Please do put a penny in the old man's hat
What do fat geese, pennies and old men have to do with being a fast food feminist?
A lot, when Christmas approaches.
When Christmas approaches, old men young men and women of all ages must think about eating or making food. Christmas consumes and is consumed and even creates consumers just by its existence.
Geese are a traditional food for some people at this time - the image of a golden roasted goose set in the middle of the table by Mom to be carved by Dad as the young children with beaming faces eagerly clasp their hands on their linen napkins to avoid being too much trouble is one set in the mind for the ages.

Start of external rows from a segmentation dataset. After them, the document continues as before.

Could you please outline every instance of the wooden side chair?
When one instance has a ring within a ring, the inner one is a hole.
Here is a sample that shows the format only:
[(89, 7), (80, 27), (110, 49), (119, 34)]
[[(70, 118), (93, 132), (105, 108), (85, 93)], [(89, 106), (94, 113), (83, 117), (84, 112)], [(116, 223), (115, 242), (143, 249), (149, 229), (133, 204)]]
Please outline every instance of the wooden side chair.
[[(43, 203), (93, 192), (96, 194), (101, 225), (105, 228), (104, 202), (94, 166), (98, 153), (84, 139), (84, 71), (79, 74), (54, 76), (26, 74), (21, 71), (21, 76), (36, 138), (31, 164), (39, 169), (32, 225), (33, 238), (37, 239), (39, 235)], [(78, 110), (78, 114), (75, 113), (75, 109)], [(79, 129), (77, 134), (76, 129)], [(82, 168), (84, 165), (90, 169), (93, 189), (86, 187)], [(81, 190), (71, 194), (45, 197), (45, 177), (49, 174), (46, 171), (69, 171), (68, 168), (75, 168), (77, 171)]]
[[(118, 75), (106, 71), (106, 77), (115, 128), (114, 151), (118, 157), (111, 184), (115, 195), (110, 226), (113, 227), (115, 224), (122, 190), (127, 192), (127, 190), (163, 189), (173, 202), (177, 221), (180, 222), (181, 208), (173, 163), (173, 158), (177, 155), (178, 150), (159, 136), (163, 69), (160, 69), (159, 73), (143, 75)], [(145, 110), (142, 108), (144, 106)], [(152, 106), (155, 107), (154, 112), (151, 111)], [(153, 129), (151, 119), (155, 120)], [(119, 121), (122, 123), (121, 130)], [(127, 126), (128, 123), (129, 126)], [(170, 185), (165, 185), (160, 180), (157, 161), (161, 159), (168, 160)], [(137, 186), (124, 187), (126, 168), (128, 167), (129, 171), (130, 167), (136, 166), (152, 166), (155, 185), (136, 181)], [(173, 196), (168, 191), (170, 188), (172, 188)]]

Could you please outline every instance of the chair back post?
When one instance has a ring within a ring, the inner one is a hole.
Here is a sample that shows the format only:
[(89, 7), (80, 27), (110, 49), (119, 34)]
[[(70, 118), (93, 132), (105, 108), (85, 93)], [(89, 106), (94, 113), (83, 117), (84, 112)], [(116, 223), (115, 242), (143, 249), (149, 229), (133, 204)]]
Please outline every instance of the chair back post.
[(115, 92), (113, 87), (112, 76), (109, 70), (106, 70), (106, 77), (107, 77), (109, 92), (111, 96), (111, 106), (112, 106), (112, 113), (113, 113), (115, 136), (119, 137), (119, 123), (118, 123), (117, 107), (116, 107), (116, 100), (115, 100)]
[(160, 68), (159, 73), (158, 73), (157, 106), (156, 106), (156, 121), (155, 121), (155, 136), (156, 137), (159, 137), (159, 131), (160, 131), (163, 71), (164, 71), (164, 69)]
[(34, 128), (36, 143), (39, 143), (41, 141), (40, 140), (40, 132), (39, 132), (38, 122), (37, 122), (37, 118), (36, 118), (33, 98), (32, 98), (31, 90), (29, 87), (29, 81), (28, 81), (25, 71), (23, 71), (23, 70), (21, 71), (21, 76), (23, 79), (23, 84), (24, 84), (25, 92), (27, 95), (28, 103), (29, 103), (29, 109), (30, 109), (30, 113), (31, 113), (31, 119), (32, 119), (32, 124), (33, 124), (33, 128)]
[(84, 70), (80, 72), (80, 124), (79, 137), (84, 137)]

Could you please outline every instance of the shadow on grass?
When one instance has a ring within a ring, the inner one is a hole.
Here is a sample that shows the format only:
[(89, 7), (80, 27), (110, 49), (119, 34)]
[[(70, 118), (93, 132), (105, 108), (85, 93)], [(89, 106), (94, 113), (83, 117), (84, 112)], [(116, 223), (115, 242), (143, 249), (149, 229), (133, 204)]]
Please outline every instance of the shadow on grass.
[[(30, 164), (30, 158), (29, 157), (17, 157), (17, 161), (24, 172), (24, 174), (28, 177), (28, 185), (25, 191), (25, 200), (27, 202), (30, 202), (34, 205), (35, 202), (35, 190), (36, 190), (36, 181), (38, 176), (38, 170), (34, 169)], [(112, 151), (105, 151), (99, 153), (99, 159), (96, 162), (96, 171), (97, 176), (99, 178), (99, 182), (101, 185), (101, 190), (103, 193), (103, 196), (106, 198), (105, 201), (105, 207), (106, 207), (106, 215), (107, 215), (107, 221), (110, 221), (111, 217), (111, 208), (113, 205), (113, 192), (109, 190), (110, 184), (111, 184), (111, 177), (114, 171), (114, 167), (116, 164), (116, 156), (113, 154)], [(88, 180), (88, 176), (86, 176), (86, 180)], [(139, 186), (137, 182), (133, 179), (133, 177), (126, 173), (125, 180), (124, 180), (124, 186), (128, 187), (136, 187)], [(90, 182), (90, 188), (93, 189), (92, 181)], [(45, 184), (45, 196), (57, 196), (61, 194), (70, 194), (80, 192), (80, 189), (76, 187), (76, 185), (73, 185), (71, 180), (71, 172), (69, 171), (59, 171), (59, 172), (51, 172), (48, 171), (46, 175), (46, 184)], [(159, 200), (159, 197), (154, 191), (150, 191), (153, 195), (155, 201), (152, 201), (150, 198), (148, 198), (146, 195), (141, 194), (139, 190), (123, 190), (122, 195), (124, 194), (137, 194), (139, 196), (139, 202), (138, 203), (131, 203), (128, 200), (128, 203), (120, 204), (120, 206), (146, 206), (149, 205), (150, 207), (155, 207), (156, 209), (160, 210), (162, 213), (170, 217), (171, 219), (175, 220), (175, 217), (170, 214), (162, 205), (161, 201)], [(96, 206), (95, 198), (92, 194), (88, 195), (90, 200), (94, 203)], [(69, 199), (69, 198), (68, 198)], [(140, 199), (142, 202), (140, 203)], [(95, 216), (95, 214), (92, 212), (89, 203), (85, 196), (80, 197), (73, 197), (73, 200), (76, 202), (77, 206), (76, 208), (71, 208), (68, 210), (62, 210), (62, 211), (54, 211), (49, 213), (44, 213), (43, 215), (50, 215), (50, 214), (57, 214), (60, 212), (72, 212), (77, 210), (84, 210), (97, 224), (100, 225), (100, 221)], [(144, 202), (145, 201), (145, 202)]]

We won't mess with goose, though (nor the idea of that perfect diorama shown of human life) - not today. Instead from the goose we'll take the idea of foie gras.
Foie gras is a "slow" food to those that make it initially, in the fields, on the farm - regardless of one's take on whether or not it is a "nice" food. When it arrives to the consumer though, it is a fast food as not much needs to be done to it to make an awesome quick bite. The only problem with foie gras is that most people simply can not (or will not) afford to pay for it.
We can include other poultry in our thinking perhaps, as fast food feminists. Chickens are poultry, too - and a faux foie (say that quickly five times) can be easily and inexpensively made. Richness is important -texture - in foie gras, so this recipe has a lot lot lot of butter. Eat it with caution rather than abandon, though it is truly delicious.
If you have people around who like the idea of eating liver, here is the recipe:
Chicken Liver Pate
1/4 lb. butter (1 stick)
1 C chopped onions
1/2 C chopped shallots or scallions
2 cloves garlic
1 lb. chicken livers, drained cleaned and dried
1 1/2 tsp. salt
Pepper to taste
3/4 tsp. dry thyme
1/3 C sherry
1/2 tsp. allspice
1/4 lb. butter (1 stick) slightly softened
1. Heat one half the stick of butter, and saute the onions, shallots or scallions, and garlic till soft.
2. Remove onion mix from pan and add the other half stick of butter. Clarify the butter. * (To clarify butter heat till the milkfats rise to the surface then skim them off and discard them.) Saute chicken livers for five to six minutes over medium to high heat - adding salt pepper and thyme.
3. Remove chicken livers from pan. Deglaze pan with sherry.
4. Mix onions, livers, and deglazing juices. Chop roughly by hand or use food processor (carefully, while watching texture) if you like a smoother blend.
5. Chill in refrigerator.
6. When mixture has cooled, cream the additional stick of butter and add to pate, blending well.
7. Chill again and serve with crackers, cornichons, and sliced radishes.
8. Goes well with champagne.
If you are around people who do not like to eat liver, this fast pate can be replaced with oven-baked mini corn dogs accompanied by mustard as a dip.
It is Christmas after all, and I have heard that Jesus has love for all people, even including those who like to eat mass-produced freezer-section corn dogs.
It's not about the goose, in other words. It's about the old man's hat.